More than one in four (28 percent) of Black people living in their communities faced cost-related problems. That is twice the rate of White people experience cost-related problems (14 percent). And, cost problems were 50 percent greater for Hispanic people living at home–21 percent–than White people–14 percent. People with incomes of $40,000 or more had the fewest cost-related issues–eight percent.

Overall, people in traditional Medicare with supplemental coverage had fewer cost-related problems than people in Medicare Advantage, 12 percent v. 19 percent. But, 30 percent of people in traditional Medicare without supplemental coverage, about 1.5 million people with Medicare, had cost-related problems. About 22 percent of Black people in traditional Medicare lack supplemental coverage, almost 50 percent more than White people, 15 percent of whom lack supplemental coverage.

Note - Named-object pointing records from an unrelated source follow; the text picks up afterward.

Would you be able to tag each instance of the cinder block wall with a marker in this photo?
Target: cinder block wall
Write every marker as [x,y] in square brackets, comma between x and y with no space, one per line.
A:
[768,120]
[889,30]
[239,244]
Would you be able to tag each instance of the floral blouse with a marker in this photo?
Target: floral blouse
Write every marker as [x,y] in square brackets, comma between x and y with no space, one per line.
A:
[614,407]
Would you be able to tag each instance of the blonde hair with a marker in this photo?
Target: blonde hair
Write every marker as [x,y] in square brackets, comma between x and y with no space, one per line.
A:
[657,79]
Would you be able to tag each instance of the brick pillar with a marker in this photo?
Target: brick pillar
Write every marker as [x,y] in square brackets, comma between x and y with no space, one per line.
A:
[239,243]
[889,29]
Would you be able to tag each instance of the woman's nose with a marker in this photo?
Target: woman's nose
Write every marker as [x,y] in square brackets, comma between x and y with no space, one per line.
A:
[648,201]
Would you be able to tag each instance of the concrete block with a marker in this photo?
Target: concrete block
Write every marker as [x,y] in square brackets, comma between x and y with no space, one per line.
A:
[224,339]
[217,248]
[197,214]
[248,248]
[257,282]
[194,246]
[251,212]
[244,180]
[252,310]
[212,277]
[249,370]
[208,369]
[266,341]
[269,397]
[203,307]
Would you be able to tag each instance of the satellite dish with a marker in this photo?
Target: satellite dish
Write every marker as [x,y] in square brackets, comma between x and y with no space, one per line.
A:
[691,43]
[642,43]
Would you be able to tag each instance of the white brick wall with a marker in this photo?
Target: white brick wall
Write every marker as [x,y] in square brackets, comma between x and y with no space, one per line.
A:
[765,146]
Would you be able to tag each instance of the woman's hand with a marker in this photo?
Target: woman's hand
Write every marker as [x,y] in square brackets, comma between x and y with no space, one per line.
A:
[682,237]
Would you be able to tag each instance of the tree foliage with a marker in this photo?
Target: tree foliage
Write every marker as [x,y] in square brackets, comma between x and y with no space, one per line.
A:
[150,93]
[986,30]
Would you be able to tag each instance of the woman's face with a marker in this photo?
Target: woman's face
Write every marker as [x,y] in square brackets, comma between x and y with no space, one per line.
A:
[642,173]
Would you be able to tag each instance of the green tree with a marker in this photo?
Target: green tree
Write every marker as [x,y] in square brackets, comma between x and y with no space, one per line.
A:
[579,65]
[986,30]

People who report themselves to have fair or poor health had lower rates of cost problems in traditional Medicare than in Medicare Advantage, 31 percent v. 39 percent. Cost-related problems are most grave for Black Americans in fair or poor health, who are enrolled in Medicare Advantage. Half of them faced cost-related problems. By comparison, one-third of people in traditional Medicare who report themselves to have fair or poor health faced cost-related problems. People in traditional Medicare with supplemental coverage who report themselves in fair or poor health had the lowest rate of cost-related problems, though still considerable. More than one in four of them (27 percent) had cost-related problems.

The Kaiser Family Foundation does not define “cost-related problems.” But, whatever form they take, they present a barrier to care. People skip care because of cost or they get care and then struggle to make ends meet, leading them to think twice before they next get care.